On a past tuna quest out of Ocean City, Maryland, I made a run aboard the old Glacier Bay 2665 Canyon Runner out to Baltimore Canyon. We ran in a lumpy head sea, and from the moment we left the inlet, I noticed we were outpacing all the other small boats that left around the same time. We saw a few of them out on the tuna grounds about 45 minutes after we arrived.
The new 2740 is an extended version of that hull, so I have full confidence it has the same sea-keeping abilities, only with some updated construction techniques and a deck layout designed with greater appeal to fishermen and their families.
On test day, we had to create our own sea conditions. The waters of Sarasota Bay, Florida, lay glassy, and the Gulf of Mexico outside the inlet had but a slight chop. To manufacture some confused seas, I turned the wheel hard over at 30 mph and worked in ever-tightening circles.
The first thing that struck me: The 2740 exhibited none of the outboard lean often associated with cats, a feeling that can be initially disconcerting. Glacier Bay added Doel-Fin hydrofoils to our twin Yamaha outboards to help the hulls make more graceful, smooth turns. The cat still turns flat compared with an inboard-leaning monohull, but the sensation is mitigated.

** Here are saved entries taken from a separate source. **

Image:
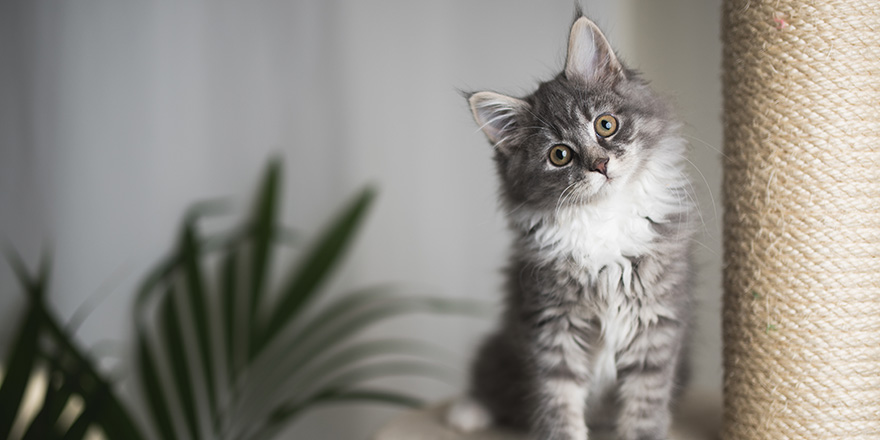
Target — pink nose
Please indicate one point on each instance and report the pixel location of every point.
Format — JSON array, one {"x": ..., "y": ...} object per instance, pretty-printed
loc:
[{"x": 599, "y": 165}]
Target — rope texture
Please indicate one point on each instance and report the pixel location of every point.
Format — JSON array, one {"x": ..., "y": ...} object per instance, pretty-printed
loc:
[{"x": 801, "y": 319}]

I firewalled it through the wakes straight ahead and at a quartering angle, but the boat absorbed the turbulence. Glacier Bay's trademark semidisplacement hulls have wide, oval-shaped running surfaces that promote lift and buoyancy, and the twin-hull configuration helps slice through waves while reducing pounding. The wide-beam twin-hull format also provides great stability, particularly for bottomfishing or while trolling. In short, the 2740 represents a true blue-water boat.
Running the numbers, we hit a top speed of 41.7 mph at 5,900 rpm, burning a combined 33.1 gph. The most efficient cruising speed fell at 19.6 mph at 3,500 rpm, where we recorded 9.9 gph for an efficiency of 2.0 mpg, giving a 324-mile range. The vessel carried three people on board and 100 gallons of fuel.